Sage-femme libérale à Londres depuis 2012, Caroline Mallard a lancé avec d’autres professionnels de santé le 1er réseau de périnatalité : « Baby & me – London».
Quel est votre parcours ?
Diplômée en 2003 de l’école de sage-femme de Baudelocque, à Paris, j’ai exercé pendant 4 ans au CHV, Centre Hospitalier de Versailles, puis à la maternité de Beaujon.
Pour des raisons familiales, j’ai déménagé à Londres en 2011. Il fallait alors régulariser ma situation auprès du Nursing & Midwifery council (équivalent du Conseil national de l’Ordre des sages-femmes français) pour exercer. Cela a pris une année. Une fois le diplôme reconnu, vers quelle voie s’orienter : sage-femme à l’hôpital ou bien en libéral ?
Ici, les sages-femmes officient majoritairement dans les hôpitaux, l’activité libérale est assez rare. Pour autant, j’ai tout de même décidé de sauter le pas et d’ouvrir mon cabinet.
Maintenant, vous exercez avec plusieurs praticiens et proposez un accompagnement global aux patientes. Pouvez-vous nous en dire plus ?
Entreprendre une activité libérale dans une autre ville et surtout lorsque ce n’est pas la « norme » n’a pas été facile. Mais j’avais l’idée de rejoindre d’autres praticiens afin de travailler en équipe et de pouvoir proposer un accompagnement global aux patientes.
J’ai d’abord rencontré une psychologue française, puis une sage-femme française tout juste arrivée à Londres. En quelques mois, on a créé un réseau « Baby & me – London », le premier réseau de périnatalité bilingue, anglais-français, à Londres. Aujourd’hui, ce sont ostéopathe, sages-femmes, médecin, homéopathe, sophrologue, praticien en haptonomie, etc, qui accompagnent les patientes depuis le désir de grossesse, pendant la grossesse, jusqu’au post-partum et les premiers mois de l’enfant.
En Angleterre, les sages-femmes du National Health Service (équivalent des hôpitaux en France) proposent un accompagnement pendant la grossesse et même l’accouchement à domicile. Alors qu’est-ce que ce réseau offre de plus aux patientes ?
Le suivi de grossesse est bien différent par rapport à la France. La fréquence des consultations obstétricales pour les grossesses à bas risque est moindre qu’en France, on ne réalise pas de toucher vaginal durant la grossesse, la surveillance fœtale est également moins poussée (pas de sérologie toxoplasmose, 2 échographies obstétricales, pas de surveillance de fin de grossesse…). La préparation à la naissance proposée par l’hôpital correspond à une séance en groupe de 2 heures, où la sage-femme aborde tous les sujets (a priori) et la rééducation périnéale n’est prescrite aux patientes que si leur accouchement a été traumatique (déchirure du 3ème degré).
Certaines patientes et notamment les expatriées sont troublées par ces contrastes, des femmes ne sont pas rassurées et préfèrent compléter leur suivi de grossesse. Nous leur proposons donc un accompagnement pluridisciplinaire et personnalisé pour que la grossesse et l’après soient vécus le plus sereinement possible.
Grâce aux réseaux sociaux, de plus en plus de patientes intègrent « Baby & Me- London » pour leur suivi et ce sont essentiellement des Françaises. C’est également un atout pour ces femmes, loin de leur famille et de leurs amis, plus exposées à la dépression du post-partum…

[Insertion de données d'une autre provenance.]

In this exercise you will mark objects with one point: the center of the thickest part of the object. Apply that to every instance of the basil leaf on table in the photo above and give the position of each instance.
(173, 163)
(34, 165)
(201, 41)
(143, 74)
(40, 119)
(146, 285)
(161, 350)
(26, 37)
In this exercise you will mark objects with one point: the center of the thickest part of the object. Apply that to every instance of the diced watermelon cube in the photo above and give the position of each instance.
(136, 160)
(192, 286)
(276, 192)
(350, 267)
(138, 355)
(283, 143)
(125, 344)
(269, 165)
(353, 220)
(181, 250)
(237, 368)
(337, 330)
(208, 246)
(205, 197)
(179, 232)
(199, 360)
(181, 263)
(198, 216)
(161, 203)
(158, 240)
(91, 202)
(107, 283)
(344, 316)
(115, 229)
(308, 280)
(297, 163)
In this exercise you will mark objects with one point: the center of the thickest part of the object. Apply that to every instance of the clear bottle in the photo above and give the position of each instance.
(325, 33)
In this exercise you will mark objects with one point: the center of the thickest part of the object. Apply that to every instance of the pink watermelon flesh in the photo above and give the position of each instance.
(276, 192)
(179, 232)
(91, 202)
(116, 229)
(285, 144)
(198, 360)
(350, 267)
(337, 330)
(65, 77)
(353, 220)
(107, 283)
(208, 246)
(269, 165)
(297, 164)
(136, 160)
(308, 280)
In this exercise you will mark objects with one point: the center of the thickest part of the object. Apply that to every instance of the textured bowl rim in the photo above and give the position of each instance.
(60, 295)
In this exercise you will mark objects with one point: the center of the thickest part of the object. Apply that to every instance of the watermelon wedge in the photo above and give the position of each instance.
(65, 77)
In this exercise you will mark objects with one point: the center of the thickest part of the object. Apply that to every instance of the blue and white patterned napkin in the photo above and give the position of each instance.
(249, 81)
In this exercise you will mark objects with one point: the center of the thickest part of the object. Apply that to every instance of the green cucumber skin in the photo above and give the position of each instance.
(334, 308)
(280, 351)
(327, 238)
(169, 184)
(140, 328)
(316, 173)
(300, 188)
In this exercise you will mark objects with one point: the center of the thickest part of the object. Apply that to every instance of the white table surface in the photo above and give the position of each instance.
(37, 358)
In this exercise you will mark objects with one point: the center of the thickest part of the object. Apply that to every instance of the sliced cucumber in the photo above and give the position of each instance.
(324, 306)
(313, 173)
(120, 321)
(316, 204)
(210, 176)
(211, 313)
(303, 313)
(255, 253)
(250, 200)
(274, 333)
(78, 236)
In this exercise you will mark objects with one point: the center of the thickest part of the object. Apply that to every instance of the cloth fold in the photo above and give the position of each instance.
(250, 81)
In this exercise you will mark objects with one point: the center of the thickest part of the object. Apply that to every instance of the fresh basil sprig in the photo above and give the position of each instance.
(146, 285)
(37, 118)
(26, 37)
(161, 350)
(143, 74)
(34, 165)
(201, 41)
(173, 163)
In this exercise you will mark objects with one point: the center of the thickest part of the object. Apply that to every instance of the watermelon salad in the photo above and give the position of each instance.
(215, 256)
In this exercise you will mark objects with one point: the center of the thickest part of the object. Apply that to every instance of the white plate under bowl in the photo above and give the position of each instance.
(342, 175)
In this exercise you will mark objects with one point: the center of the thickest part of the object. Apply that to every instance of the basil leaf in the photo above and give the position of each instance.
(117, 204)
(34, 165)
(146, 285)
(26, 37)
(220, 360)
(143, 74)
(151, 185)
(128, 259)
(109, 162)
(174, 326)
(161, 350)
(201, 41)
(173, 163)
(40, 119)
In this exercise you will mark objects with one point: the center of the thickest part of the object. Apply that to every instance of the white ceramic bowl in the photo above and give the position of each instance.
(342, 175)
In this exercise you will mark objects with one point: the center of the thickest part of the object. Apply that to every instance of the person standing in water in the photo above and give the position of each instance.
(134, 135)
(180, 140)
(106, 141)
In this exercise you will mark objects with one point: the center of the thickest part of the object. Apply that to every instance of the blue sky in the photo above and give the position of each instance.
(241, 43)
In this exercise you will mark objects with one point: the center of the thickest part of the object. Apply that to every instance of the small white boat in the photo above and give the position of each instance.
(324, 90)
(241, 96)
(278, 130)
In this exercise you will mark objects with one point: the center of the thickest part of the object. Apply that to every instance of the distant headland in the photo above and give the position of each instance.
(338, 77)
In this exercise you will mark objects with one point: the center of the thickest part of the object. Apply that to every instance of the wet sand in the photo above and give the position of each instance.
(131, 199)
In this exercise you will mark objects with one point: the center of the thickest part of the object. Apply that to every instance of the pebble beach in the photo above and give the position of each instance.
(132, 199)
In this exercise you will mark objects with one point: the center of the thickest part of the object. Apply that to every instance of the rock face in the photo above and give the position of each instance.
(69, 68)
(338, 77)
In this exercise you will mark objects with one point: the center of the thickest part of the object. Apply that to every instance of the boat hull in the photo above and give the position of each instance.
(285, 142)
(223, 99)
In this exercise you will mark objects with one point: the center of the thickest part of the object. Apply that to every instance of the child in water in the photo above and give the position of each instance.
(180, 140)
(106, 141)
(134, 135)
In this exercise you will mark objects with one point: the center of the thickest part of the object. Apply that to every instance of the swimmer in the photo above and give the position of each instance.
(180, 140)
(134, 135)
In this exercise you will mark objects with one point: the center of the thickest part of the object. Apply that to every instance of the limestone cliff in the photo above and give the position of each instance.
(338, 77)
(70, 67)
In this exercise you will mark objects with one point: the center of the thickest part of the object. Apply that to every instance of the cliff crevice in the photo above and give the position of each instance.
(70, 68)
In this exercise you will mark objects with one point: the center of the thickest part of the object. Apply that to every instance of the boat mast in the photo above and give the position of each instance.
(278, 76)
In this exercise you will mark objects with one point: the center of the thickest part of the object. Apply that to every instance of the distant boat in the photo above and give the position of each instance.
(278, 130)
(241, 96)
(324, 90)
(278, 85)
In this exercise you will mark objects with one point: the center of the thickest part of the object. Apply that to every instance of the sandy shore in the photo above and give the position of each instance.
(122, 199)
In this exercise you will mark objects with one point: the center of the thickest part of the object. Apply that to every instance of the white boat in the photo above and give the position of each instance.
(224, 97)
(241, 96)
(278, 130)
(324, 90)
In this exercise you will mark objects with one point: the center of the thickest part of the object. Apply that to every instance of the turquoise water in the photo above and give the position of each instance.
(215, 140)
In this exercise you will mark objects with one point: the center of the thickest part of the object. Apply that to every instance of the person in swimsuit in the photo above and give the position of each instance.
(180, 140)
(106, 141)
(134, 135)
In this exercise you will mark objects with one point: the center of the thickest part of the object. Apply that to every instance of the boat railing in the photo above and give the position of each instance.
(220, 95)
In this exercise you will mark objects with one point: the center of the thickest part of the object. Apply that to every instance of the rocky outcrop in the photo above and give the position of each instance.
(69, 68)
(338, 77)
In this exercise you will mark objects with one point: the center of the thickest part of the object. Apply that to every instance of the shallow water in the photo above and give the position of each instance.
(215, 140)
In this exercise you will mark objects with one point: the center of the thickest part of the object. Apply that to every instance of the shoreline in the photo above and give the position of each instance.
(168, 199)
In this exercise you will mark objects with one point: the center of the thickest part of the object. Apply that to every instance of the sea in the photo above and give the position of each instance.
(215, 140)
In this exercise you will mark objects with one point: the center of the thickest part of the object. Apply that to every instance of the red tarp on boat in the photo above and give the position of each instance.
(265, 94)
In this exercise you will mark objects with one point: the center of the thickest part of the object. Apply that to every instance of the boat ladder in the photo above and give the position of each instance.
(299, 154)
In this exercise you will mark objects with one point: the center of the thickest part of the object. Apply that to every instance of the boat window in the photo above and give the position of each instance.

Vous arrive-t-il de travailler avec les sages-femmes du NHS ?
Les sages-femmes du NHS sont très nombreuses, et finalement on ne réfère que très rarement les patientes à l’hôpital. Dans certains cas, en France, j’aurai orienté, mais ici, de par les différences de fonctionnement, ce n’est pas possible. Je pense à une patiente qui présentait un col raccourci, asymptomatique, avant terme pour laquelle j’aurai demandé une échographie du col de l'utérus et un monitoring. Mais ici, on ne pratique pas ces examens dans cette situation. Au final, pour cette patiente le repos a été suffisant et elle a accouché à terme...
Sage-femme libérale à Londres, votre ressenti ?
Finalement, mon mode d’exercice est assez similaire à celui des sages-femmes libérales françaises, sauf qu’ici les sages-femmes ne sont pas habilitées à prescrire.
Frustration ? Pas vraiment, puisque beaucoup de médicaments sont en vente libre alors je n’ai pas besoin d’orienter forcément les patientes vers un médecin pour les obtenir.
Malgré tout, les sages-femmes à Londres ont une meilleure reconnaissance et de nombreuses missions leur sont dédiées dans le système hospitalier.